Did you know, the first aboriginal publishing house in Canada started in Nanaimo?  Randy Fred who conceived  of the idea at Malaspina College (now Vancouver Island University) named the company Theytus, a Salish term meaning “preserving for the sake of handing down.” He rented office space above the Book Store on Bastion Street. (Once Randy Fred left that space, the Book Store on Bastion Street took over the upstairs as well as the main level. It’s no longer in existence.)

The first book from Theytus Books was Gone Indian. The second was a collection of legends called Kwulasulwut: Stories from the Coast Salish by Snuneymuxw elder Dr. Ellen Rice White, also known as Auntie Ellen. Her traditional name is Kwulasulwut, “many stars.”



I am storyteller.
I am medicine woman.
I am midwife.
I am long house speaker.
I am many stars.


I had the honour of speaking to Auntie Ellen, Dr. Ellen Rice White, on several occasions as I wrote an article about her for More Living magazine. (The magazine is no longer published.)

Auntie Ellen’s stories of recent experiences and her memories of many decades blend together across the kitchen table. She remembers giving the late Frank Ney (1918 – 1992), once a popular mayor of Nanaimo, a Snuneymuxw name 50 years ago. He was called Q’ullhalumutsun, meaning “killer whale”. (“Tun” at the end of a name denotes a male and “wut” denotes a female in the Hul’q’umin’um’ dialect.)

“It’s a funny sounding ‘q’,” she said as she spelled the name phonetically for me. Auntie Ellen studied linguistics at the University of Victoria when she was 52 years old.


Old Spirits

Fifty years ago , Auntie Ellen
gave pirate-mayor Frank Ney,
A Hul’q’umin’um’ name:
Q’ullhalumutsun, killer whale.

When Auntie Ellen blessed the relics
in the new Nanaimo District Museum,
she could hear Frank’s voice.
Old spirits cry through the living person.




I also wrote these next poems from what Auntie Ellen told me.
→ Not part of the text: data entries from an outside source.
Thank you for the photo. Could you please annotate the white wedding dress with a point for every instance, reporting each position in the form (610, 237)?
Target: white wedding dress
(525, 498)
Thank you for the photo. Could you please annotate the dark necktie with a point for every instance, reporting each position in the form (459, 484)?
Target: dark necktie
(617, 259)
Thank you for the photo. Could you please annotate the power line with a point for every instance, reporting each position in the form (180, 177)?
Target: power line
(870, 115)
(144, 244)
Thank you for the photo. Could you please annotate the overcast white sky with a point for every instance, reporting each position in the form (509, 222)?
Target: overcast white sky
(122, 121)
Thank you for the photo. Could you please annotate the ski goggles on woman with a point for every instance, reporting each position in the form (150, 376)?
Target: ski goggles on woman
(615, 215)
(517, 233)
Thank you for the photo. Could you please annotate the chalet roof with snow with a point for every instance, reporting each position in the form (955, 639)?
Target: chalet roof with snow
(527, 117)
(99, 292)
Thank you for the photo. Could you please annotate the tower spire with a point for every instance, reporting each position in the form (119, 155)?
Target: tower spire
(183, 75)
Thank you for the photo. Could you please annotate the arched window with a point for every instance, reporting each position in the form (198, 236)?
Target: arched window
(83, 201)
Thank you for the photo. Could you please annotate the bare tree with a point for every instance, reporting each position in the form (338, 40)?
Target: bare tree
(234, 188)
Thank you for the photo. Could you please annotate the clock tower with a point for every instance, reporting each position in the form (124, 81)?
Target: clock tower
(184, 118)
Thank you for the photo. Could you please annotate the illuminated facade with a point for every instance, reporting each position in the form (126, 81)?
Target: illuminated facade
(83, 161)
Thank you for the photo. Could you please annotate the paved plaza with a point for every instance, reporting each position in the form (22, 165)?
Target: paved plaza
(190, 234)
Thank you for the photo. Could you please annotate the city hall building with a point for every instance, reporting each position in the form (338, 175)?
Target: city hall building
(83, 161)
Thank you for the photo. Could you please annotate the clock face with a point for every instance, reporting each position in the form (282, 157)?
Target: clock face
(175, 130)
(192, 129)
I learned Coast Salish culture, hunting and fishing
from my paternal grandfather George Harold Rice,
my paternal grandmother Mary Rice, Xalunamut,
Granny’s only brother Tommy Piell, Quyupulenuxw,
my maternal grandmother Louisa Bob, Tsun-uylhaat,
my mother Hilda Wesley Rice, Qw’ustanulwuit,
and my father Charles Rice, Kwulasultun.

I was raised with six boys to cut cedar trees,
to build houses.
From the age of nine I assisted in midwifery.
My young hands were virgin energy.
I started to deliver babies when I was sixteen.


Rice Island

I was born on Rice Island
officially known as Norway Island,
near Kuper Island
off the east coast of Vancouver Island.

A little sack of gold was used to buy Rice Island.
In the end, my mother couldn’t keep up with the taxes.
She sold it for only $40,000.

We’re allowed to look around the island
while the rich people are away.

OLYMPUS DIGITAL CAMERAI have one of Auntie Ellen’s book, Legends and Teachings of Zeel’s, The Creator (Pacific Education Press, 2006) that she signed for me in September 2009. There are some Hul’q’umin’um’ words as well as: “To Mary Ann with my blessings. Always be happy. From Dr Ellen Rice White, Kwulasulwut.